It is known that estrogen deficiency increases osteoclast formation and activity. Autophagy, a cell survival pathway, has been shown to be crucial for osteoclast function. However, little is known about the effects of estrogen depletion on osteoclast autophagy. Here, we evaluated the effects of estrogen deficiency in the immunoexpression of autophagy mediators in alveolar bone osteoclasts of ovariectomized rats. Twelve adult female rats were ovariectomized (OVX-group) or SHAM-operated (SHAM-group). After three weeks, the rats were euthanized and maxillary fragments containing alveolar bone of the first molars were processed for light microscopy or transmission electron microscopy (TEM).

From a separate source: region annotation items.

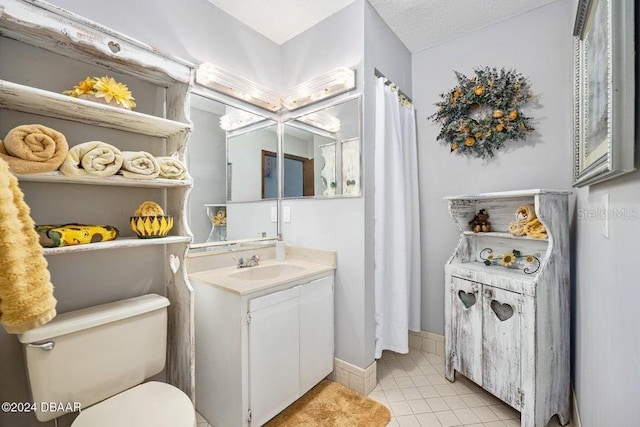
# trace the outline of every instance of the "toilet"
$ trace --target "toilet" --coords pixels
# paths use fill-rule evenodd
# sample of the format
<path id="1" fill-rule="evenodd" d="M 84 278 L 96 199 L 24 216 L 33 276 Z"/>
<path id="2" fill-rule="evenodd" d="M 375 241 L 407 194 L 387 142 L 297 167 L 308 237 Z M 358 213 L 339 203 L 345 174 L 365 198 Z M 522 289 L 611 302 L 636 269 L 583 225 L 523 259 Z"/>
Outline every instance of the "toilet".
<path id="1" fill-rule="evenodd" d="M 73 427 L 195 427 L 185 393 L 144 382 L 165 367 L 168 305 L 143 295 L 62 313 L 18 335 L 36 418 L 80 409 Z"/>

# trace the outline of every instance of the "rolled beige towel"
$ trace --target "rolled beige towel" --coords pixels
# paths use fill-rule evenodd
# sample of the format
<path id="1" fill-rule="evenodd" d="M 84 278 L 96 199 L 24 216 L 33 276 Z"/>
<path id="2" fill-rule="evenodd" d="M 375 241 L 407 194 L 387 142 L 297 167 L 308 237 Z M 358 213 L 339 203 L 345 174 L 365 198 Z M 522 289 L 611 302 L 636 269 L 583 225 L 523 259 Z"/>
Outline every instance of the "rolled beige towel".
<path id="1" fill-rule="evenodd" d="M 187 177 L 187 168 L 178 159 L 174 157 L 156 157 L 160 166 L 160 178 L 167 179 L 185 179 Z"/>
<path id="2" fill-rule="evenodd" d="M 67 176 L 111 176 L 122 166 L 122 153 L 102 141 L 83 142 L 72 147 L 60 170 Z"/>
<path id="3" fill-rule="evenodd" d="M 52 172 L 67 157 L 69 144 L 63 134 L 43 125 L 21 125 L 0 141 L 0 158 L 15 173 Z"/>
<path id="4" fill-rule="evenodd" d="M 129 179 L 155 179 L 160 174 L 160 166 L 155 157 L 146 151 L 123 151 L 120 173 Z"/>
<path id="5" fill-rule="evenodd" d="M 0 324 L 10 334 L 56 315 L 51 276 L 18 180 L 0 159 Z"/>

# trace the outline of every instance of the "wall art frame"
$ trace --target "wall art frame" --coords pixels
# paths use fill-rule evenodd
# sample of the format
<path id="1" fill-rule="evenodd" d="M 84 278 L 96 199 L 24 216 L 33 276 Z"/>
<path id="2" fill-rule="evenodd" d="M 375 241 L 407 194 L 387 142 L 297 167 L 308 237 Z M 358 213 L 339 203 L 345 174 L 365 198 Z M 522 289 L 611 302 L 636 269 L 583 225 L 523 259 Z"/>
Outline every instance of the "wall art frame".
<path id="1" fill-rule="evenodd" d="M 635 170 L 634 1 L 578 2 L 573 31 L 574 187 Z"/>

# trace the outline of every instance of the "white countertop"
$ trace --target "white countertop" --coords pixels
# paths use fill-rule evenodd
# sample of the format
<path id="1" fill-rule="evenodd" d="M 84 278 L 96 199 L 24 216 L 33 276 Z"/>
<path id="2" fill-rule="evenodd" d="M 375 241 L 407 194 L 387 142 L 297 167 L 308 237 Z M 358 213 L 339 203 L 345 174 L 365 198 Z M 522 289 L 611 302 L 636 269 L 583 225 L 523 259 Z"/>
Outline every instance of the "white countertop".
<path id="1" fill-rule="evenodd" d="M 262 280 L 248 280 L 238 279 L 232 276 L 233 273 L 243 271 L 246 269 L 260 268 L 268 265 L 295 265 L 301 267 L 302 270 L 294 271 L 287 274 L 282 274 L 272 279 Z M 239 269 L 236 266 L 216 268 L 212 270 L 202 271 L 199 273 L 193 273 L 189 275 L 190 280 L 196 280 L 216 286 L 218 288 L 227 290 L 229 292 L 236 293 L 238 295 L 246 295 L 253 292 L 262 291 L 272 287 L 280 286 L 288 282 L 295 280 L 305 279 L 307 277 L 315 276 L 317 274 L 326 273 L 336 269 L 335 264 L 321 264 L 310 262 L 300 259 L 287 259 L 285 261 L 276 261 L 274 259 L 267 259 L 260 261 L 260 264 L 256 267 L 246 267 Z"/>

Paraffin-sections were subjected to the TRAP method (osteoclast marker) or to the immunohistochemical detections of beclin-1, LC3α, and p62 (autophagy mediators); araldite-sections were processed for TEM. The number of TRAP-positive osteoclasts and the number of immunolabeled-multinucleated cells (MNCs) along the alveolar bone surface of the first molar were computed. The number of TRAP-positive osteoclasts and the number of beclin-1-, LC3α- and p62-immunolabelled osteoclasts were significantly higher in OVX-group than the SHAM-group. MNCs were frequently located juxtaposed to Howship lacunae along the alveolar bone surface, indicating that these cells are osteoclasts. TEM revealed osteoclasts exhibiting autophagosomes. Our data indicate that autophagy plays an important role during estrogen deficiency-induced osteoclastogenesis. Thus, our results contribute to a better understanding on the role of autophagy on osteoclasts under estrogenic deficiency, and reinforce the idea that modulation of autophagy may be a useful tool to inhibit excessive oral bone resorption in post-menopausal women.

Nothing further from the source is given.